One time, three times, five, then seven.

She stopped. She realized she didn’t have anything to cut herself with. With a peculiar detachment, she pierced the heel of her palm with her teeth, drawing blood. She ascended to the peak of the shian and, applying pressure with her fingers, forced the droplets to fall on the center of the mound.

She waited.

She had no idea what she expected, if anything. But considering how strange her life had been for the past few months, it would not surprise her overmuch if a fairy sprang from the earth, waving a magic wand.

She held her breath. The night was eerily still, even the night creatures strangely mute.

Nothing happened.

Oh, Lisa—no Fairy Queen will spring from this mound, and you will simply have to deal with the fact that you are in love with an immortal man.

She closed her eyes and shook her head, amused by her foolish fancy. After a moment more, she descended the unusually symmetric pile of sod.

This land had definitely done something to her blood. She’d nearly believed that a mythical creature would appear. Magic pervaded Scotland’s air as thick and frequent as the mist, and she’d discovered little that seemed beyond the realm of possibility. Circenn was immortal. She had traveled through time. Making a wish seemed very reasonable in comparison.

She turned her back on the mound, tilted her head, and gazed at the moon, admitting that despite her hurt and fear, she was more than a little relieved. Too many choices could be overwhelming. Now she had none; she had no choice but to stay there and love Circenn Brodie.

Perhaps she would learn to view aging, while he remained ageless, as a small price for the kind of love they shared. She felt for him with her inner senses, slowly removing her earlier barricades. From their bond, she knew he was hurt, angry, and deeply worried. He was also consumed with fear that she would somehow try to leave him.
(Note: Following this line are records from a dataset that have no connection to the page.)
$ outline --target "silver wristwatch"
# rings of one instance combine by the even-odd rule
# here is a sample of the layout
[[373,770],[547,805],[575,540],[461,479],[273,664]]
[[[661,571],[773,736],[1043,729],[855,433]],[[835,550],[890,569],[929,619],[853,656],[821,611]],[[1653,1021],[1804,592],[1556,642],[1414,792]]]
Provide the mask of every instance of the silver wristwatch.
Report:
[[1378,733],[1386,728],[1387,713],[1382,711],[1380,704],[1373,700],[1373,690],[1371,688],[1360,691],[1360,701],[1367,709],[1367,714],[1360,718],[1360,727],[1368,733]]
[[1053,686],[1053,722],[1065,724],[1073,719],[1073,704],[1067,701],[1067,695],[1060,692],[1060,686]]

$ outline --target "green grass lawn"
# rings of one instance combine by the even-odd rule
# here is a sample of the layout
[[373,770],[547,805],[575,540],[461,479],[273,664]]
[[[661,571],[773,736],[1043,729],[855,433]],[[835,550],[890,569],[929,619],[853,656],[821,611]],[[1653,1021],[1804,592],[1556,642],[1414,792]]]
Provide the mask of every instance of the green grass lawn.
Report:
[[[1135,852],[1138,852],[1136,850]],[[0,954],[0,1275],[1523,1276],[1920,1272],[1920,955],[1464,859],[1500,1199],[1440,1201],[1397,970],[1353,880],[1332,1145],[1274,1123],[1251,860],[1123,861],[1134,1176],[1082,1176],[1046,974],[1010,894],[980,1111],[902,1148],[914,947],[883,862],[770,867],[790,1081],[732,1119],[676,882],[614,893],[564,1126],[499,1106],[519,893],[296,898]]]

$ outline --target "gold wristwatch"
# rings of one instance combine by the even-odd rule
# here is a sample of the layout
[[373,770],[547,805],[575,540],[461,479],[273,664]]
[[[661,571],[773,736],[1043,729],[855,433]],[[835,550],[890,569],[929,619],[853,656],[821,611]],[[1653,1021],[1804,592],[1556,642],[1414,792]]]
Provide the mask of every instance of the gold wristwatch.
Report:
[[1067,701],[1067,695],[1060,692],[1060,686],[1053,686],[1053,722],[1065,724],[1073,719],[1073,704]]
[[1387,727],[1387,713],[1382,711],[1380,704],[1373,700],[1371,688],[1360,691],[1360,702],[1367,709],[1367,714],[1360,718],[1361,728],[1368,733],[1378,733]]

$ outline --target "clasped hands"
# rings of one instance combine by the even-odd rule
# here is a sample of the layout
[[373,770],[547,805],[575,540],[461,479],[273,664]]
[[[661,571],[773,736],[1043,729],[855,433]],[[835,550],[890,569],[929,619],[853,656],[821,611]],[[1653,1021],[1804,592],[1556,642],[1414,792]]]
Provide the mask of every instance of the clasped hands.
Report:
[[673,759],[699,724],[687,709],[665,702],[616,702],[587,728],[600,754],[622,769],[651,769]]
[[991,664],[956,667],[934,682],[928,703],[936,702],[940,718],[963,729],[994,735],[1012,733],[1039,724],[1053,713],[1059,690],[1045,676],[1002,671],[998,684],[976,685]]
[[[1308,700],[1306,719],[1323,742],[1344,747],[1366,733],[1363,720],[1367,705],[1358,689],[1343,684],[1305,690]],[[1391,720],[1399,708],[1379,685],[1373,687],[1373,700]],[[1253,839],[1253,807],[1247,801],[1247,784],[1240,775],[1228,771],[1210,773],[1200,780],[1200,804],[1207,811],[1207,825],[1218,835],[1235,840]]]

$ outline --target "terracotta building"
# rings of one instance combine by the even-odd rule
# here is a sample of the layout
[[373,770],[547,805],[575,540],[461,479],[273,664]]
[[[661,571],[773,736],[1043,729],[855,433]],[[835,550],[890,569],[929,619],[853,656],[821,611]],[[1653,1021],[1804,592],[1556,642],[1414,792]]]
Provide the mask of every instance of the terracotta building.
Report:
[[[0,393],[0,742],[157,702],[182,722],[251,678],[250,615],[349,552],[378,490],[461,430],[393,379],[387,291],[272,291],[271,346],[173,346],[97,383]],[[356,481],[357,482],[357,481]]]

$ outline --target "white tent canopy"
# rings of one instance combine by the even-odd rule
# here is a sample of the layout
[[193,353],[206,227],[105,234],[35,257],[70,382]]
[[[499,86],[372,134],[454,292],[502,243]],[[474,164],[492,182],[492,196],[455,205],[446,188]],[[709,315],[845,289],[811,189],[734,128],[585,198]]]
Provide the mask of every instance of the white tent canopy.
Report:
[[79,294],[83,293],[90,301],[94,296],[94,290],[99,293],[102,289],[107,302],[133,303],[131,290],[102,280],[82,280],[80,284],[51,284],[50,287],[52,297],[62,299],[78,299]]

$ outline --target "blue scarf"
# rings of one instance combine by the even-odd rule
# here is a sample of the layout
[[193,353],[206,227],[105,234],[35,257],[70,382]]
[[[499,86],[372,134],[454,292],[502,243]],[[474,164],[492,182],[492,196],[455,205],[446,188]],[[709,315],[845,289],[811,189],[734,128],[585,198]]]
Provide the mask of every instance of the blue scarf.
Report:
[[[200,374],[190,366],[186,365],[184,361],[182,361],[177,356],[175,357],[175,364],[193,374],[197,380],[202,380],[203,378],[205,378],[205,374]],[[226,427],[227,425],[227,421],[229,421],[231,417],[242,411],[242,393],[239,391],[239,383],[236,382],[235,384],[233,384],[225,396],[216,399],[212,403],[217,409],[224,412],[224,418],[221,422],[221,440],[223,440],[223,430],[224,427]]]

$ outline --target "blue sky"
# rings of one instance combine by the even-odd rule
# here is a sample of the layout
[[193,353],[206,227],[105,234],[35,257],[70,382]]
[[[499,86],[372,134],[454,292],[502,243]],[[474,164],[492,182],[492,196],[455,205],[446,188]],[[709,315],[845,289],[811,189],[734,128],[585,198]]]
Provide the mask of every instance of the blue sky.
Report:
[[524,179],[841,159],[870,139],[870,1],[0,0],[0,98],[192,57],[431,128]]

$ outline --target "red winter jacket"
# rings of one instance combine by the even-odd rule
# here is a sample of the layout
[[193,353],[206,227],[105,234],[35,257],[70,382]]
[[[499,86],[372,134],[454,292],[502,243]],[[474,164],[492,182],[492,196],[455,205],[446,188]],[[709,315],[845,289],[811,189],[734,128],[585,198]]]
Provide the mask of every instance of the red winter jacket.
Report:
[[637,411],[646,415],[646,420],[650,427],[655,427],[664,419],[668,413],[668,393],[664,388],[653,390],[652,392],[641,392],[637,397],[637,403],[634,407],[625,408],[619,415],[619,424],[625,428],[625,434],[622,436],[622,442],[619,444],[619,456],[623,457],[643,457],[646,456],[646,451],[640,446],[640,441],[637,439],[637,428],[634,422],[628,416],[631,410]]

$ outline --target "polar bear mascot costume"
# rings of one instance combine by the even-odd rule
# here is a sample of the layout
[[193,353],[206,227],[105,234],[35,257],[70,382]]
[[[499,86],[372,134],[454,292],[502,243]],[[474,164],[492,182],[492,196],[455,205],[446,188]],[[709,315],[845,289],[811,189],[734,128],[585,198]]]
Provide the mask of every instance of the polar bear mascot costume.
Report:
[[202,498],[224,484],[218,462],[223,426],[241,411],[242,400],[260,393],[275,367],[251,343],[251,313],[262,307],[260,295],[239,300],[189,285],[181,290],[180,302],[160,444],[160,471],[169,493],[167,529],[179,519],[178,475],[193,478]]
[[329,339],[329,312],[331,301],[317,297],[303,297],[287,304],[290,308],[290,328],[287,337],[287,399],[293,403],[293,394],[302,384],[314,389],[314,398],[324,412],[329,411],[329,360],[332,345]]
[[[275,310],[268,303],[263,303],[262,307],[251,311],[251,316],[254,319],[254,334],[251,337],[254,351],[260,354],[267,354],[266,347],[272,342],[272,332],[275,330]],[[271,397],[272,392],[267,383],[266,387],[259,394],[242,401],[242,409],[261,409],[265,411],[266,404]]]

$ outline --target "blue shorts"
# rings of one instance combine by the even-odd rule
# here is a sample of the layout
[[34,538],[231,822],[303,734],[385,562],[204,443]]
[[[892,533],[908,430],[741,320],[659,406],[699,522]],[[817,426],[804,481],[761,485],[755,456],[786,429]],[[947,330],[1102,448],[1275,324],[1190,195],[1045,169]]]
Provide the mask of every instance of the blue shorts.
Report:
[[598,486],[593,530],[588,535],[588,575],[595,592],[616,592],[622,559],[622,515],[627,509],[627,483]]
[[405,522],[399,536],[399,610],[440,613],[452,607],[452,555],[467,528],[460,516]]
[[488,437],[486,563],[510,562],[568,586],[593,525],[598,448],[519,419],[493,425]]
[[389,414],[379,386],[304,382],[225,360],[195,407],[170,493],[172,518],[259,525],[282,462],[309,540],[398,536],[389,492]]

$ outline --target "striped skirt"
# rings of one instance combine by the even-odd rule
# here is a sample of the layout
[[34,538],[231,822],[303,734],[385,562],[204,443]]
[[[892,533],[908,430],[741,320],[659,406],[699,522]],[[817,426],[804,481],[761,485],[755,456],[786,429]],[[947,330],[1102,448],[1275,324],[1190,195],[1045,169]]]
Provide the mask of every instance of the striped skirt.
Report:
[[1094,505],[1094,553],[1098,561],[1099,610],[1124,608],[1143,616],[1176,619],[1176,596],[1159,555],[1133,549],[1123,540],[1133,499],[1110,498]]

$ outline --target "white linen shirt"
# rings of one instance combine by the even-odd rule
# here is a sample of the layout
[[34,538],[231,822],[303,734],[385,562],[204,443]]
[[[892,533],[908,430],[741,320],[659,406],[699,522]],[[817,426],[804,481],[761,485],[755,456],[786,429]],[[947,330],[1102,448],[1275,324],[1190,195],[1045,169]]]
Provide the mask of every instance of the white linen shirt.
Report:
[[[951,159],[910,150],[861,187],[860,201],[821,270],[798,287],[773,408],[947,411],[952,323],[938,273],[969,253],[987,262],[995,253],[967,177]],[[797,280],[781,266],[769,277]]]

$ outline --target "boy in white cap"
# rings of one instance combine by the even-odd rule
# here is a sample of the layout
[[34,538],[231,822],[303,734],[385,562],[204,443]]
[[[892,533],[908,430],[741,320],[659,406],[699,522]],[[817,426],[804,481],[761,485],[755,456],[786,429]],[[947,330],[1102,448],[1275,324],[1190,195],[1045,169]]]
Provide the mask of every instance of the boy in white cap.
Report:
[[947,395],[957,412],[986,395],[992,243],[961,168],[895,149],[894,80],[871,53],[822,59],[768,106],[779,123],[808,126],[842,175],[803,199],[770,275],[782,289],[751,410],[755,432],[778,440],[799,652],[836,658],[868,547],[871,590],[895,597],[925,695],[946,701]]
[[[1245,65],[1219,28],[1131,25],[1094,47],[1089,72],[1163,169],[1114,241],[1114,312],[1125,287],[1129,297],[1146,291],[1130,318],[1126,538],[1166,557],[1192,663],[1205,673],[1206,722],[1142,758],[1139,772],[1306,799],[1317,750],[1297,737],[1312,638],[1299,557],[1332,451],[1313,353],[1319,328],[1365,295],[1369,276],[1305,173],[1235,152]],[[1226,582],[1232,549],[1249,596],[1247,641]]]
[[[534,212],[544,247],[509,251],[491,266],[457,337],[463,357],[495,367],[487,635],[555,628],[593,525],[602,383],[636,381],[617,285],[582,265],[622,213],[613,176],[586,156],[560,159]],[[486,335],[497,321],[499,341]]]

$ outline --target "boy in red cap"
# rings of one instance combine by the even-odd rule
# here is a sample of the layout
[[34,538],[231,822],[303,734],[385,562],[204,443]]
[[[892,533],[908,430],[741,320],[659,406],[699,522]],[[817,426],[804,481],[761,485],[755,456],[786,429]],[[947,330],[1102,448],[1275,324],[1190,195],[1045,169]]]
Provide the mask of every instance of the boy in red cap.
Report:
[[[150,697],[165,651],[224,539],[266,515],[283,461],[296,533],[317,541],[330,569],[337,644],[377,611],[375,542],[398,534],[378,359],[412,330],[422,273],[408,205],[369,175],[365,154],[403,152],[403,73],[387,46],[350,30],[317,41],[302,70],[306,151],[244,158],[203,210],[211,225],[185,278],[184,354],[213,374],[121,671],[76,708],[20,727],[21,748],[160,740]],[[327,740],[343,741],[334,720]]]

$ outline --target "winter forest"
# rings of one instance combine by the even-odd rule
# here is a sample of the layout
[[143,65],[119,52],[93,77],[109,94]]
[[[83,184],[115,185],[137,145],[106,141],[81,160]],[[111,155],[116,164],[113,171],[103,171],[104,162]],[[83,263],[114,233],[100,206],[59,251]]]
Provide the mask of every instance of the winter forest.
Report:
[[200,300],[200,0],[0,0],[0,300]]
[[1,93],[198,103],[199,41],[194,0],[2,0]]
Well, he needn’t worry about that. She couldn’t.

“What shall you wish, human?” A voice that held a thousand cool shades of snow shattered her reverie, chilling her blood.

Lisa froze.

THE VOICE HAD COME FROM BEHIND HER, WHERE THE fairy mound lay.

“You were watching the moon, as one entranced. Do you wish to fly to it? To count the stars as you touch them? Or something more … earthy?”

Lisa drew a deep breath as the voice shivered through her. Not a mortal voice. She could never mistake such a sound for a mortal voice. It resonated with time and with passionless observation. It frightened her. She turned slowly on her heel. The sight that greeted her was frightening only in the magnitude of its beauty. The air caught in her windpipe, forcing her to draw rapid, shallow breaths.

“Lovely,” she whispered. “Oh, God.” She suddenly understood the lure of fairy tales, of creatures who were so blindingly beautiful that it nearly hurt to look at them. This creature overwhelmed her senses.

The vision inclined her head regally. “We are. Lovely, that is. But not gods. Most call us children of the Goddess Danu.”

Lisa stared, lips parted on a sigh, mesmerized. The woman had silver hair—moonbeams had brushed her delicate head, loath to depart. The night air shimmered around her, as if lit by a thousand tiny suns. Her brows arched above exotic almond-shaped eyes in a pale face. And her eyes—they were of no color known to man, but conjured images of the iridescent hues of a mermaid’s wet tail gleaming in the sun.

Her cheekbones were so high that they lent her face a feline cant, and her lips were full, blood-red, and uptilted at the corners as if caught in a perpetual smile. Her skin was dusted with gold; a sheer gown of white clothed her without covering a thing, and the body that was clearly visible beneath the shimmering fabric sparkled gilded pearl and rose, and made Lisa feel like she was twelve years old.

Perfection.

“What shall you wish, human?” Remote eyes held hers, widened by the barest hint of curiosity. “You made this door with your own blood, now wish before I weary of you.”

Lisa swallowed. Here was her chance. All she had to say was, I want to go home to my mother. But could she leave Circenn? And how could she know whether her mother was still alive?

“Yes,” the Fairy Queen said, tucking a strand of moonbeam behind her ear.

“What?” Lisa gasped.

“Your mother lives. If you call that living.” Her lips shaped a moue of distaste. “A mortal bane, the body. She is dying.”

“How did you know what I was thinking?” Lisa whispered.

The fairy laughed and the sound slithered around Lisa. For a moment, she lost herself in it: forgot who she was, that she had a mother, that she loved a man, that she was human. For an instant she wanted nothing more than to linger as close to this creature as she would permit. To kiss the hem of her fairy skein, to breathe her exhales, to dance barefoot upon a mound of green. She recognized it for an enchanted madness, when the compulsion eased as the laughter faded.